Sauf que le PNUD, après vérification… n’a rien validé du tout ! “L’étude d’Oxford ne reflète en aucun cas (notre) position”, affirme catégoriquement le bureau de Rabat de l’agence onusienne. Qui rappelle qu’en revanche, il y a toujours l’Indice de développement humain (IDH), outil officiel du PNUD agrégeant des indicateurs de santé, d’éducation et de pouvoir d’achat, et dont le sérieux et la pertinence sont reconnus par le monde entier…

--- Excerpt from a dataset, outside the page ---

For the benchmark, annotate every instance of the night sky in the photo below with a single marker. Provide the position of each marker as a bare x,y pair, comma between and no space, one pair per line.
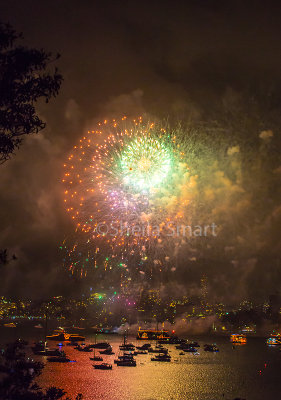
183,60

Le voilà, le vrai problème : l’IDH, et le démenti international cinglant qu’il apporte chaque année à nos “efforts méritoires”. En 2009, le Maroc était classé 130ème pays sur 182 en termes de développement humain. Nettement moins bien que l’Algérie, l’Egypte, le Botswana, le Gabon… et même les territoires palestiniens occupés et sous embargo ! Et tout cela, avec des données actualisées que personne ne conteste !!

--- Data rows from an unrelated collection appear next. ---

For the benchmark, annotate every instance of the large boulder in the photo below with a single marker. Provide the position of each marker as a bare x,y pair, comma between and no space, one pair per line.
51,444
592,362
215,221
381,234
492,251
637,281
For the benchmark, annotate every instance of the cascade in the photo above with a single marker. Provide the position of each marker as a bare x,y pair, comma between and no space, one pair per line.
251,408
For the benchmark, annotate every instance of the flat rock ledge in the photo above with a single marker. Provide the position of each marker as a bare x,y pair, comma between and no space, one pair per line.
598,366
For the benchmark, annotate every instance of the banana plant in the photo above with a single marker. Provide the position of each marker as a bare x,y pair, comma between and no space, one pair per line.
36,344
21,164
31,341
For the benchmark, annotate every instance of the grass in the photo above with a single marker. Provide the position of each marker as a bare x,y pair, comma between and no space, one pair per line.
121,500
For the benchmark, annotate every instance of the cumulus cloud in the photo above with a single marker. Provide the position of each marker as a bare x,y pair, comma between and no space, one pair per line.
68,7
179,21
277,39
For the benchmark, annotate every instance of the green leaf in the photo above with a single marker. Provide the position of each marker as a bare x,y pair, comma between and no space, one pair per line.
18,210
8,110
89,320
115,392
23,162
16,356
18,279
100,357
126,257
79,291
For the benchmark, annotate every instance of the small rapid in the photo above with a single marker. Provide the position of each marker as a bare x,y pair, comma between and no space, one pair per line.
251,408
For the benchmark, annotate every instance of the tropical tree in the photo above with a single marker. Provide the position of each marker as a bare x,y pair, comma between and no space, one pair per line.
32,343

Qu’à cela ne tienne : le gouvernement du royaume du Maroc considère que les critères d’établissement de l’IDH sont “largement dépassés, clairement sélectifs et certainement insuffisants” ! Le hic, c’est que nous sommes le seul pays au monde à considérer cela, et que cela renvoie de nous une image assez pitoyable. Comme un enfant qui n’a pas fait ses devoirs, et qui justifie son forfait par des raisons fallacieuses. C’est ainsi qu’il faut lire cette histoire d’Oxford : un argument saisi au vol pour donner de l’épaisseur à un déni de réalité. Quand, dans quelques semaines, paraîtra notre classement IDH 2010 (il y a fort à craindre qu’encore une fois, il ne soit pas flatteur), notre gouvernement affectera le mépris : “Tout cela n’est pas crédible, souvenez-vous d’Oxford…”

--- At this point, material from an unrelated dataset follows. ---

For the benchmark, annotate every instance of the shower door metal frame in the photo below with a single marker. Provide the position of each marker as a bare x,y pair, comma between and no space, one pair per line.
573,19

Les pathétiques gesticulations de nos officiels, qui font de nous la risée du monde, ne parviendront pas à occulter cette vérité toute nue : après 5 ans d’INDH, la santé publique, l’éducation nationale et le niveau de revenu des Marocains sont toujours lamentablement bas. Tout cela, certes, s’est un peu amélioré depuis 2005. Mais “un peu”, cela ne suffit pas. Pas quand les autres pays du monde font beaucoup, plus vite, et que nous reculons chaque année dans la compétition mondiale à laquelle personne n’échappe. En deux mots comme en mille : la politique royale ne marche pas.
Le drame, vous savez ce que c’est ? C’est qu’au lieu d’en faire le constat lucide et de corriger ce qui doit l’être (il n’est jamais trop tard), nos officiels perdent leur temps et leur énergie à dresser de piteux écrans de fumée qui ne trompent personne. Le PNUD “manque de rigueur et de professionnalisme” ? Le gouvernement marocain, lui, manque de maturité. C’est beaucoup plus grave.